Internal probe initiated against Khadki police officials for refusing to lodge NGO’s complaint against man who sexually abused his own child. After senior officers intervened, cops violated several laws before they arrested the accused
The police’s insensitive approach in cases of sexual abuse of children came to the fore after an NGO registered a complaint against Khadki cops, who refused to believe that a father had molested his five-year-old daughter in their jurisdiction, and delayed the filing of an FIR.
Other than this, they violated several other norms of the Protection of Children from Sexual Offences (POCSO) Act, attracting a rap from senior police officers.
Manoj Patil, deputy commissioner of police (Zone IV), has initiated a departmental enquiry into the matter and said that action would be taken against erring officers if they were found guilty.
Besides disregarding the law, Khadki police unnecessarily delayed the arrest of the accused father. Only after DCP Patil intervened and instructed the Khadki police station in-charge to take necessary action did the cops register a case on March 17, and the accused father was arrested on March 24.
Anuradha Sahasrabuddhe, director of Childline NGO, which took up the abused child’s cause, said, “The Khadki case is just an example of the general insensitiveness of police officers and staff at police station and chowkies. The Khadki police inspector was just not accepting the fact that a father could sexually abuse his daughter, even after we cited many such cases reported earlier in the city and elsewhere.”
The incident occurred on March 14, after which the girl told her grandmother, who then sought the NGO’s help. The NGO approached the police on March 16, but the cops were reluctant to lodge a complaint until the DCP stepped up and issued an order the next day.
Section 19(6) in Chapter 5 of POCSO Act clearly states that the local police should report such grave offences to the Child Welfare Committee and the special or sessions court within a period of 24 hours, Sahasrabuddhe said.
In their defence, Khadki police station officials said, “The girl’s mother works in a call centre. When the girl’s mother was not at home, her father used to bathe her. On what basis should we make arrests in this case?”
Highlighting the breaches of the law committed by the police, Sahasrabuddhe said, “The victim, a 5-year-old, was called upon at the Bopodi police chowki during the night hours by police officers for recording her statement. The officers and staff were in their uniforms while recording the statement. The accused, that is the father of the girl was also present at the place when the statement was being recorded. All these are gross violations.

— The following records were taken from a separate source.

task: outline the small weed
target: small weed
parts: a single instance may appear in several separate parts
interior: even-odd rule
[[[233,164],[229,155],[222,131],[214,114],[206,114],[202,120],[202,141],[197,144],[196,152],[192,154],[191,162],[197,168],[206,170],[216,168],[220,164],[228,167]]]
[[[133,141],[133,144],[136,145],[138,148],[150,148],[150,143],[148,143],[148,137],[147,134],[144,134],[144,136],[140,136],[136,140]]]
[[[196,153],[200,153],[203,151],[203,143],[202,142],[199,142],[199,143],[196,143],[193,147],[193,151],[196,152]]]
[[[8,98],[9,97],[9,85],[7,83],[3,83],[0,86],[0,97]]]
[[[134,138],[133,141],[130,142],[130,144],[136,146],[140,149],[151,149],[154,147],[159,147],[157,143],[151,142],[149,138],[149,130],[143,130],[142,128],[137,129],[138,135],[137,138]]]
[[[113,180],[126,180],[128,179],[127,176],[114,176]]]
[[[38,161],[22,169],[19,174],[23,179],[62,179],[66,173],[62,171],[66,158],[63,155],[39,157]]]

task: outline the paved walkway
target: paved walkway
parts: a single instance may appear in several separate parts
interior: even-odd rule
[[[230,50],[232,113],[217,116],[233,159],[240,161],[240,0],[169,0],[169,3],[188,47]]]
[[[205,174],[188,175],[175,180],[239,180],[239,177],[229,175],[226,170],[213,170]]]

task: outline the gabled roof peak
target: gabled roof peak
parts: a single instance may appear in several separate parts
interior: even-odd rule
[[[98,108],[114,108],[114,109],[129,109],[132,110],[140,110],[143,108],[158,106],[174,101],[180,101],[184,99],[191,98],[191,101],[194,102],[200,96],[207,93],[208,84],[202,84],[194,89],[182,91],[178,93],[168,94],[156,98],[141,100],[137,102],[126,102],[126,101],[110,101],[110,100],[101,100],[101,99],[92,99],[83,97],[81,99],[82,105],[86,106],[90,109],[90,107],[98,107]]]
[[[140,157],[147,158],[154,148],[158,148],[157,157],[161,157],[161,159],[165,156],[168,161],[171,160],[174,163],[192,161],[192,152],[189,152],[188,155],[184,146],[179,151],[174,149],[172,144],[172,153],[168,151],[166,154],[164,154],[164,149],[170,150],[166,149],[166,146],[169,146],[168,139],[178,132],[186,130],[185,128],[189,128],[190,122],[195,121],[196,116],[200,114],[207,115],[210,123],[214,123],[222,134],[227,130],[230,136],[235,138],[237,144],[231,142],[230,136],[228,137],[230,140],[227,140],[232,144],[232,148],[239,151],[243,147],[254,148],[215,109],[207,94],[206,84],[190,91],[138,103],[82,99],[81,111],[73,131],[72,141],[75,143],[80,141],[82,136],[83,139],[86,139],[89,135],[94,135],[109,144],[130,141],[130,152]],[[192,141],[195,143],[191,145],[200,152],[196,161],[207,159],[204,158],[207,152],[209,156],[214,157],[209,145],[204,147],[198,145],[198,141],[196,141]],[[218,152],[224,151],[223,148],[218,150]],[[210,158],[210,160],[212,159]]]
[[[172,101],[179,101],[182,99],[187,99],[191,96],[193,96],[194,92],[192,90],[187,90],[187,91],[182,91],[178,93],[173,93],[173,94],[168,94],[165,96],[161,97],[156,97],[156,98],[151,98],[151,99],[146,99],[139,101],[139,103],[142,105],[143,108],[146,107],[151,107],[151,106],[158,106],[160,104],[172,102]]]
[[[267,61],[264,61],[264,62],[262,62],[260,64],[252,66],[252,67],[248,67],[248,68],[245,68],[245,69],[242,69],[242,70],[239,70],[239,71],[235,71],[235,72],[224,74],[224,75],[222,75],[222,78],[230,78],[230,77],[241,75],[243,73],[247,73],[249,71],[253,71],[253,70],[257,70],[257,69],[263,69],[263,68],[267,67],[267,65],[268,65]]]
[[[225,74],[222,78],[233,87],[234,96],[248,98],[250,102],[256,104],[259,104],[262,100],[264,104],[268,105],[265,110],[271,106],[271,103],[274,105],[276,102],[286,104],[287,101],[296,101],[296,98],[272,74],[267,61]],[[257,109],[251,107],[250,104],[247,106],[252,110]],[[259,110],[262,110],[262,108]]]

“Under section 24 of Chapter VI of the POCSO Act, subsections 1 to 4 clearly say that the statement of the child shall be recorded at their residence (or their choice of place). The police officers should not be in their uniform, cops should ensure that at no point of time the child comes in contact in any way with the accused, and the child should not be detained in the police station at night for any reason,” she said.
‘Cops should’ve taken action’
DCP Manoj Patil said, “An officer of the rank of Assistant Commissioner of Police is conducting an enquiry into the alleged lapses on the part of Khadki police staff while registering a case of molestation of the minor girl. Prima facie the police staff was ignorant about the strict conditions of the POCSO Act but ignorance of law is also wrong.”
“The police officers should have communicated the matter to the Child Welfare Committee within 24 hours of the incident being reported. We are enquiring why and for what reasons the report was delayed by Khadki police,” Patil said.
Asked about sensitisation programmes for police staff, DCP Patil said that they conducted a camp for making police officers aware of their legal duties as prescribed by the POCSO Act. “In the meantime, due to general transfers or so, new police officers from a side branch take charge of police stations and are unaware of the changed laws. Sensitisation and creating awareness among police officers and staff should be a continuous process.”